The new sloth identification comes on the heels another major excavation discovery at the original site: On April 25, three more major Megalonyx bones were discovered. Semken and David Brenzel, another primary investigator for the project, identified the findings on site as a scapula (shoulder blade) from the baby sloth—only the second recovery from this specimen—and two rib bones from the older toddler sloth.
“We have a nearly complete rib cage now for the juvenile sloth,” Semken says, adding that the baby sloth scapulas are among the animals’ most fragile bones. “Someone a lot smarter than me is going to have to figure out how these bones have managed to survive virtually unblemished while the more robust limb bones appear to be missing.”
The recent bone discoveries are the first in nearly three years for the project, which began in 2001. Semken says the group’s excavation efforts were halted in 2007 and 2008 because of flooding, and the excavation last December turned up empty-handed.
“We were concerned that the fossil deposit was running out after the disappointing results from the dig in December, but it’s clear that we have encountered the bone bed again,” Semken adds. “Discovering these bones was a thrill for everyone. We plan to get back out there as soon as the water in the river goes down, hopefully this month or the next. We have a lot more sloth to find.”

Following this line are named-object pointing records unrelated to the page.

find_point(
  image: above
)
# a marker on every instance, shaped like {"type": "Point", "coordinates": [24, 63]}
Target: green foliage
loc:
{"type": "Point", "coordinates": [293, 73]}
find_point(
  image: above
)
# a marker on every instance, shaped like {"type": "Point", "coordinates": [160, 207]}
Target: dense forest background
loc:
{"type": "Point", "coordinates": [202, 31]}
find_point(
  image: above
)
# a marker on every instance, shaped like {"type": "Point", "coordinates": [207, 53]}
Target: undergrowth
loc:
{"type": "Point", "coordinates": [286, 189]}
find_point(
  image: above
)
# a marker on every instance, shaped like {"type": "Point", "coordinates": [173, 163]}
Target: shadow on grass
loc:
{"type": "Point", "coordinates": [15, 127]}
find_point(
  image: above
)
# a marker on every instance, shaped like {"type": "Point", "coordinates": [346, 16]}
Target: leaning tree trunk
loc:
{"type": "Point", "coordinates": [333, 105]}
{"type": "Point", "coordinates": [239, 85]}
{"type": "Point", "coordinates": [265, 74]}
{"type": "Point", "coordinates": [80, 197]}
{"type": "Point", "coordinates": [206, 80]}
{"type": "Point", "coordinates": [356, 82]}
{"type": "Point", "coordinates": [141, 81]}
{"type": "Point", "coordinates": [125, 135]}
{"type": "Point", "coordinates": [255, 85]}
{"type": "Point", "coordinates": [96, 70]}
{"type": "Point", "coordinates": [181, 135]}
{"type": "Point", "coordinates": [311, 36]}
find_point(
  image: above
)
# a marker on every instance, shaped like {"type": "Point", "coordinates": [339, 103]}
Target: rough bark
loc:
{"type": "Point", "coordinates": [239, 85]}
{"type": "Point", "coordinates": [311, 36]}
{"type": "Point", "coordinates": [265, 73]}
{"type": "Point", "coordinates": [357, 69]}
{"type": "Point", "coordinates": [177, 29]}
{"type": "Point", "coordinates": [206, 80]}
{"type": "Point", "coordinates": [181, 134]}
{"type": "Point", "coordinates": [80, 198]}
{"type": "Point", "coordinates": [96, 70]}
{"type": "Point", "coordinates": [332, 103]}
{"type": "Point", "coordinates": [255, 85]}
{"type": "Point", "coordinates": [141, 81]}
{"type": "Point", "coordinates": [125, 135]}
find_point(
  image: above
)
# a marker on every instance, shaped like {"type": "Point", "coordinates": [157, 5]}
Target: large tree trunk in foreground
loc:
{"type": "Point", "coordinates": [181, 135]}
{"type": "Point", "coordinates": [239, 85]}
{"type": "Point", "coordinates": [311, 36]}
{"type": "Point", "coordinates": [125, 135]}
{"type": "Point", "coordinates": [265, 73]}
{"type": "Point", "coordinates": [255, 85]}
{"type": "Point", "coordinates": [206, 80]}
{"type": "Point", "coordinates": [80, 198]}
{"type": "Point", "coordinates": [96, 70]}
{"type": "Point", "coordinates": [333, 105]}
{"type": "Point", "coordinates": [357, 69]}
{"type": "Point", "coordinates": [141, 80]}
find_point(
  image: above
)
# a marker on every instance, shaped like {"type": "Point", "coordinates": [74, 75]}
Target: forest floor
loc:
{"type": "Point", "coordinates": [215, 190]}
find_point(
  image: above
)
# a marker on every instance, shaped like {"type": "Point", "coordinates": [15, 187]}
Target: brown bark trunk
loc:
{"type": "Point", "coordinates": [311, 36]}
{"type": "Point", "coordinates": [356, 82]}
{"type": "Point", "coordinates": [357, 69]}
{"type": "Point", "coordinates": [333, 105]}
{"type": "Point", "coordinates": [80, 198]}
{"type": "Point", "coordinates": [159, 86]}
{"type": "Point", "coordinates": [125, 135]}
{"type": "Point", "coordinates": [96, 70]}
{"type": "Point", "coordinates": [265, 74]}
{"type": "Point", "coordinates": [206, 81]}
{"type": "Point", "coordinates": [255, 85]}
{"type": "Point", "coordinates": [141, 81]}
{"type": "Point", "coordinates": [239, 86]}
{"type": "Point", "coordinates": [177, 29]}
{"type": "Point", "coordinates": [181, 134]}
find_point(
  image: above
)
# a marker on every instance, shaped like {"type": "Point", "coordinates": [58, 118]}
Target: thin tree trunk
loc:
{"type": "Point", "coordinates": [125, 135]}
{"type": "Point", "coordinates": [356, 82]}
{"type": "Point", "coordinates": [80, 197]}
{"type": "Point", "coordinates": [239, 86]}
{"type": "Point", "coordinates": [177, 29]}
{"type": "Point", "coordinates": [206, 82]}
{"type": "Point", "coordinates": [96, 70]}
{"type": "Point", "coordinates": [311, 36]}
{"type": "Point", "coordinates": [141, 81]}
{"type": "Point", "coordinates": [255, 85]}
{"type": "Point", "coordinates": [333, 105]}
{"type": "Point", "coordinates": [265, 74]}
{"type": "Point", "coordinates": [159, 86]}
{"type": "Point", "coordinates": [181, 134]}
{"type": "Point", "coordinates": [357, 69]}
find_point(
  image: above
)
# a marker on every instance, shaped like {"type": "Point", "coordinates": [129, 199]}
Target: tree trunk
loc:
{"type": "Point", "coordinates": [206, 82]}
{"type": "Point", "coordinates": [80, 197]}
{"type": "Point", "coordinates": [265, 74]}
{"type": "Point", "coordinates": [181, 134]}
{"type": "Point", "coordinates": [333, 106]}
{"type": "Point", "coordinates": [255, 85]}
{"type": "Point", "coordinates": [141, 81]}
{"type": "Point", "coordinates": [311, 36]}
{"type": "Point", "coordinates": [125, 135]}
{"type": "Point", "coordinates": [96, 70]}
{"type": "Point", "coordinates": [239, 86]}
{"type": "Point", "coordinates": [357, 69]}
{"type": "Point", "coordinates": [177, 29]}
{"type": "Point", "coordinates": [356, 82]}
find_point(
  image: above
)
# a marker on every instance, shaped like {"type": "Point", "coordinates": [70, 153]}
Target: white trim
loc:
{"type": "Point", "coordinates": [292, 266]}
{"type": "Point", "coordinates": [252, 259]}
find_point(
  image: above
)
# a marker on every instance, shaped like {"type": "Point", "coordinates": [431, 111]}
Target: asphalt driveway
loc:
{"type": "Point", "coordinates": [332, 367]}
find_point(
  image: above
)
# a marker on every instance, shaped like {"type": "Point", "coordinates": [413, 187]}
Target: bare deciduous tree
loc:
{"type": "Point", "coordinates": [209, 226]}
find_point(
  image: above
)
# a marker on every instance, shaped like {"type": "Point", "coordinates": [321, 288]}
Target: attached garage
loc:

McDonald estimates that the approximately 110 bones recovered from the adult Megalonyx represent about 60 percent of the full skeleton, making it the second most complete of its kind. Only six other semi-complete skeletons of this species have ever been found, none of which are associated with younger animals. The older juvenile is also the second most complete of its kind, with more than 40 bones recovered. The skeletons have the added research benefit of being buried in sediments that will provide valuable environmental data about the climate and ecology during the sloths’ lives.